To truly halt and reverse deforestation, we need a consensus on the definitive role of carbon market credits from standard-setting bodies, as well as stronger guidance on disclosure protocols for credits and how they relate to carbon-neutral claims.
The quality of carbon credits should also be made more transparent, says a recent report from the Global Financial Markets Association (GFMA), with stringent and transparent baselining and Measurement, Reporting and Verification (MRV) standards so that market participants can better identify projects that suit their goals. What’s more, to track global progress toward the Paris Agreement goals – and accelerate the transition to a net-zero economy – fragmentation across regions needs to be reduced through interoperability between carbon markets and the establishment of a unified global registry. This would make credits more liquid, and facilitate the trading process.
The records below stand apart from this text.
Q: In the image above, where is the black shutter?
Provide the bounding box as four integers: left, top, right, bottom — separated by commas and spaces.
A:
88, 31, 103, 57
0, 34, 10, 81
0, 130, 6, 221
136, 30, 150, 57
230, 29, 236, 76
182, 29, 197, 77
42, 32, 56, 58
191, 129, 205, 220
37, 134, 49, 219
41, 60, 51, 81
The legitimisation of these markets cannot come quick enough. The demand for carbon credits is expected to increase by a factor of 15 or more by 2030 and by a factor of up to 100 by 2050. In order to reach the 1.5-degree warming target, we need a voluntary carbon market that is global, transparent, verifiable, and environmentally sound, today.
In order to address some of these challenges, Treeconomy deploys satellite and Light Detection and Ranging (LiDAR)-derived data to measure a woodland’s ecosystem services – providing an additional layer of granularity to carbon offset volume and natural capital calculations.
The firm then connects rural landowners to the carbon offset market – compressing the supply chain and providing a new source of income from trees. This approach offers reliability, transparency, and a much-needed incentive for afforestation. Such projects are key to valuing nature, slowing down deforestation and saving our ecosystems.
Valuing our carbon sinks
In 2020, the tropics lost 12.2 million hectares of forest cover – that’s half the size of the UK. So long as these natural environments, the world’s greatest carbon sinks, are not properly valued in our financial systems, they will continue to be destroyed.
Legitimising the carbon markets and securing a sufficient tax on carbon – above the opportunity cost of deforestation – is a big part of the battle. According to the Environmental Defence Fund, if the market system was active across the planet, and if cost savings generated by carbon markets were re-invested in climate mitigation, CO2 emission reductions over the next 15 years would go up “from 77 billion tons in the non-trading base case to 147 billion tons in a scenario with full global emissions trading.”
In short, if the planet has any hope of being saved, trees must become more valuable alive than they are dead.